Law students at Suffolk University rendered their verdicts Thursday after watching Dr. Christine Blasey Ford and Supreme Court nominee Brett Kavanaugh testify before a Senate committee.
"I find her extremely credible," said Alisa Bekk, a law school student. "Not even as someone who studies law, but someone who has had experience working with survivors of sexual assault. It's very difficult to come forward."
"I particularly think Dr. Ford's testimony today was compelling," agreed law student Stephanie Lavayen. "At moments, I actually cried because it moved me."
From classrooms to the dining hall, screens across campus were streaming history.

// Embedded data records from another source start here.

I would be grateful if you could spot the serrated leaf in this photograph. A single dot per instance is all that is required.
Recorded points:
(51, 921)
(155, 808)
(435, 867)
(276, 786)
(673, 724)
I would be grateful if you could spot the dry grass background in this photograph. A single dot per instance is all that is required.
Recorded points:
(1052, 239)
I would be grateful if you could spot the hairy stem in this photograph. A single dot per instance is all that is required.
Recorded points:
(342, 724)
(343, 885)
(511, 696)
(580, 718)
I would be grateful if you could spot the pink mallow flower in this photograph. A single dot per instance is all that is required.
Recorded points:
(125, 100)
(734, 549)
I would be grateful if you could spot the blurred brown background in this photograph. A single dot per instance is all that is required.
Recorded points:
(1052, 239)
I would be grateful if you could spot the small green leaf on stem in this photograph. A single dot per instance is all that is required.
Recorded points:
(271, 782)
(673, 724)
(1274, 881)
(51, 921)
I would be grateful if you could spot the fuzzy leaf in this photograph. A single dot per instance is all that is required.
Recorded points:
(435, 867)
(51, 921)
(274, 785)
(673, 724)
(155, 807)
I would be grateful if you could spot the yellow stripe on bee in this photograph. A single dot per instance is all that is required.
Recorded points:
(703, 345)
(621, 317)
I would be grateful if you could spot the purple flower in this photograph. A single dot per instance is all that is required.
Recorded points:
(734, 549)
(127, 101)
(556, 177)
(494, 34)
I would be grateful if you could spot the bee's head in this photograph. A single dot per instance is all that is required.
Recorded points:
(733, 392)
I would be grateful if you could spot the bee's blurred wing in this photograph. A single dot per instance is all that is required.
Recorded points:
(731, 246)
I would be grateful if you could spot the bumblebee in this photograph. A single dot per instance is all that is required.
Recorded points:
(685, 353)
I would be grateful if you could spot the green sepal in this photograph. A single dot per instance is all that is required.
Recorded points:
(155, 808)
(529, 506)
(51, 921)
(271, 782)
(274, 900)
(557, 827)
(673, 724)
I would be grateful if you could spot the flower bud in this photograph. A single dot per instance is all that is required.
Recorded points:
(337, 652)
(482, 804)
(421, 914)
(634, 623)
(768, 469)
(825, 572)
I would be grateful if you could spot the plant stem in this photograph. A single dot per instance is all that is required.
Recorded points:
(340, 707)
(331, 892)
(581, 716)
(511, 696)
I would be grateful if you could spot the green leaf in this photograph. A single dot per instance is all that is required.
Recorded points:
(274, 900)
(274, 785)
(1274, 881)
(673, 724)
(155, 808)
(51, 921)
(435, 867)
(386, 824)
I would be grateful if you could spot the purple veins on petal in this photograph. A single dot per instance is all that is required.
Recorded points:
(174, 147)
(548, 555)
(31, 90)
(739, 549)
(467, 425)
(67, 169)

"I think it's very important for women to take this as a learning experience and use it, and also find their own voice," said Andrea Ramirez, who studies law at Suffolk.
Ford testified in front of a worldwide audience before the focus shifted to Kavanaugh.
Douglas Bennett, a law student, said the Democrats' decision to forward Ford's complaint to the FBI this late in the nomination process was politically motivated.
"If Brett Kavanaugh gets voted in, then I believe that it could be because the information did not come out soon enough," said Bennett.
"I personally haven't heard enough. I'm sort of wondering, is she thinking about the right person? I still have a lot of questions," said another student, Alex Sneirson.
He says the allegations against Kavanaugh deserve a thorough investigation.
"I sort of appreciated the anger he had," Sneirson said. "He is a husband, he is a father, he's a family man ... If he's not confirmed, his career is ruined."
A Supreme Court nominee has not being under this much scrutiny since Clarence Thomas in 1991.
"Before these allegations, this was a historical moment," said law professor Sarah Boonin.
According to Boonin, it is up to the senators to decide which path to take — to have the FBI investigate the allegations or to push Kavanaugh through.
"This is a moment in time in which a number of constitutional rights really hang in the balance," said Boonin.
Whichever way the hearings and nomination vote go, the ramifications could be felt for decades in the country's highest court.